FERC Suspects Price Rigging Is Continuing

A natural gas market study says the industry's collapse has created conditions conducive to manipulation.

January 30, 2003|Jonathan Peterson | Times Staff Writer

WASHINGTON — Federal energy regulators may have found fresh evidence of price manipulation in natural gas markets, officials said Wednesday, despite heightened scrutiny of the industry in the wake of Enron Corp.'s collapse.

"Evidence indicates that price manipulation has occurred in certain natural gas marketplaces and may be continuing," according to a Federal Energy Regulatory Commission report. Regulators are "looking at particular situations where use of market power arising from weak market liquidity appears to have affected prices," the report said.

FERC commissioners revealed no details about which firms might be involved or which regions might be affected.
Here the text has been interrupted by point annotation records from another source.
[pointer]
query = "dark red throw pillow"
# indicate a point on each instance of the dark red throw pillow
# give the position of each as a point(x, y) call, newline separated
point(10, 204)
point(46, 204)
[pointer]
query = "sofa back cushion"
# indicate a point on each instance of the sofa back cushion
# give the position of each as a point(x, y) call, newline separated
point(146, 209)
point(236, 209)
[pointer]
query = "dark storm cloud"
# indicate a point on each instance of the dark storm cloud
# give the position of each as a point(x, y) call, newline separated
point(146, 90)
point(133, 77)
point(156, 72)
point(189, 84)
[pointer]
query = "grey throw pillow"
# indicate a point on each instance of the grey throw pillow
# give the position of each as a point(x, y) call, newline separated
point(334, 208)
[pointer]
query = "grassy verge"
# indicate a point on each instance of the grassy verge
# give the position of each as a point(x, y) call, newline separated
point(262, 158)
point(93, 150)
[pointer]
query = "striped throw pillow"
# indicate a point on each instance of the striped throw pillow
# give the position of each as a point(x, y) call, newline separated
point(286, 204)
The concerns were contained in a broader study of the natural gas market, which said the collapse of the energy trading industry has created conditions in which companies can dominate markets -- and use that market power to affect prices.

Despite the report's strong language, however, FERC commissioners Wednesday cautioned against drawing conclusions at this time.

"We are investigating a lot of things," said FERC Chairman Patrick H. Wood III. But Wood noted that recent hikes in natural gas costs appear to stem from normal market forces in a cold winter rather than price manipulation.

"From what I see and know and hear, it's very much tied to a supply-and-demand issue," he said.

The report noted that the natural gas industry is struggling with a "traumatic financial shakeout" in the wake of the 2001 collapse of Houston energy trader Enron.

Since then, at least 14 other companies, including El Paso Energy, American Electric Power Co. and Dynegy Inc., have withdrawn from energy trading or announced plans to reduce their activity.

"Manipulation is more likely where market liquidity is low, price discovery is obscure and capacity is constrained, and this manipulation may move prices in either direction," the report said.

The report added that federal regulators are looking for ways to better detect manipulation in the natural gas marketplace.